Est-ce parce que "le monde APPARAIT aux yeux de nos concitoyens comme plus dangereux et plus menaçant" qu’il faut s’abstenir de désarmer ? N’est-ce qu’une question d’apparence, d’image, et d’opinion à brosser dans le sens (supposé) du poil ?

Ne serait-ce pas au contraire parce que le monde EST REELLEMENT "plus dangereux et plus menaçant", qu’il faut le rendre moins dangereux et moins menaçant ? Mais comment le faire sans réduire ses énormes stocks d’armes, sans écarter la menace permanente de destruction mutuelle, sans utiliser "les dividendes de la détente" pour réduire les facteurs de guerre que sont la misère, l’ignorance, l’oppression, l’injustice et l’arrogance des pays forts, la haine et la révolte qu’elles entraînent, le fanatisme et la dictature qui s’en nourrissent ? Et comment inciter les autres pays à désarmer, si l’on s’exclut soi-même du processus ?
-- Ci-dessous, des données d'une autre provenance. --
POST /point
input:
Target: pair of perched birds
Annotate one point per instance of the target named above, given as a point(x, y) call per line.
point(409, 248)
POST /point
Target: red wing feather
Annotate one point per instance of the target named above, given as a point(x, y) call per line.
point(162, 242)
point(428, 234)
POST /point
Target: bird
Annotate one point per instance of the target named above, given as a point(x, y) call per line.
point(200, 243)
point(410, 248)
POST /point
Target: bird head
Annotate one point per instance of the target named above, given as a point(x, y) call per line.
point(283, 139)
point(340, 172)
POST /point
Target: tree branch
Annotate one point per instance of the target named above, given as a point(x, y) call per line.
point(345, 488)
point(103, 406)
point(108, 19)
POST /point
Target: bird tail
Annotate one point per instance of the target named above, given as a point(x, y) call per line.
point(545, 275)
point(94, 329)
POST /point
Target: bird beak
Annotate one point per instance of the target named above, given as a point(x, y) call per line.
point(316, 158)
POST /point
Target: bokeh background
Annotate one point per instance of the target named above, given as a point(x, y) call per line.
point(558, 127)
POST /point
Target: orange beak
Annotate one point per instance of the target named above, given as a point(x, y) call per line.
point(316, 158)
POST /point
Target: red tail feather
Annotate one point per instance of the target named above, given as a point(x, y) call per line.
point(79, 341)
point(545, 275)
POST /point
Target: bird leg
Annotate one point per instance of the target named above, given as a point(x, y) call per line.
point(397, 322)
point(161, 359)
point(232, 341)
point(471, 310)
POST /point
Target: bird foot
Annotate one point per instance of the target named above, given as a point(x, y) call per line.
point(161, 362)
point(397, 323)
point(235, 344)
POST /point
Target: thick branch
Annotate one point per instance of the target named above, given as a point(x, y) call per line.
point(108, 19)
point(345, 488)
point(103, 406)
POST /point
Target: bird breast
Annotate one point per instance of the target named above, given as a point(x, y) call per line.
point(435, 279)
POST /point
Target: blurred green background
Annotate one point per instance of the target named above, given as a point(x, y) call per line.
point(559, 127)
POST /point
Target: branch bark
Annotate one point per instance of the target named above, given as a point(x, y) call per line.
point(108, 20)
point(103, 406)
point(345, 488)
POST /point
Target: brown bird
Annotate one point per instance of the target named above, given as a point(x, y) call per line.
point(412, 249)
Lettre de François Hollande, le 17 novembre 2006

Monsieur,

J’ai bien reçu votre courrier du 17 octobre dernier et celui-ci a retenu toute mon attention.

Vous avez souhaité m’interroger sur la question du désarmement nucléaire et sur celle de l’industrie nucléaire civile.

Sur le premier point, le Parti socialiste, conscient des risques croissants de prolifération nucléaire à l’échelle mondiale, entend faire du contrôle de celle-ci un de ses principes prioritaires en matière de politique extérieure et nous oeuvrerons, dans toute la mesure de nos moyens, pour le respect de l’application du Traité de Non Prolifération, dont la France est signataire.

Quant à notre politique de défense, s’il n’est pas question de "désarmer" dans un monde de plus en plus instable et dangereux, nous pensons que la dissuasion nucléaire française doit rester dans une logique d’interdiction de l’agression contre nous-mêmes et nos partenaires de l’Union Européenne.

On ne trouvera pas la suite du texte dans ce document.